Now that the NEM-3 decision is settled, the cleantech ball has been placed back into the hands of California’s cleantech manufacturing and solar contracting sectors. These two industries, which employee over 65,000 people in California, have the capability to design and deliver distributed energy systems that are not dependent on the utilities’ electric grid. The importance of this hand off cannot be over emphasized. This is because anything that utilizes California’s electric grid involves the California Public Utility Commission’s painstakingly slow and imperfect solar ratemaking and rule-setting processes along with heavy utility and union lobbying efforts at odds with individual distributed energy ownership. Still, remove the components of grid dependence, and the deployment of distributed energy becomes a lot easier.

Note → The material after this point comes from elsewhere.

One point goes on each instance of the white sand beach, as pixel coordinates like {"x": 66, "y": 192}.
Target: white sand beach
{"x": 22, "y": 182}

It is now up to the cleantech manufacturing sector and solar contractors to deploy non-grid dependent distributed energy systems for fully electrified properties. The nascent nature of this new type of non-grid dependent solar plus storage industry also cannot be over emphasized. For example, one of the leading residential energy storage companies has only existed for a couple of years. Cleantech manufacturers with remarkably short track records are common. Also, the technical complexities of building 100% electric properties with their own non-grid dependent distributed energy systems is difficult for not only homeowners and businesses, but also for the companies who build them.  Still, they can be built now thanks to the decades of people, NGOs and companies who have worked so hard up to this current moment in time.

After seventeen years of working as legal counsel for distributed energy companies, I am excited and optimistic to see what happens as the grid-connected blinders are removed from California’s distributed energy industry racehorse.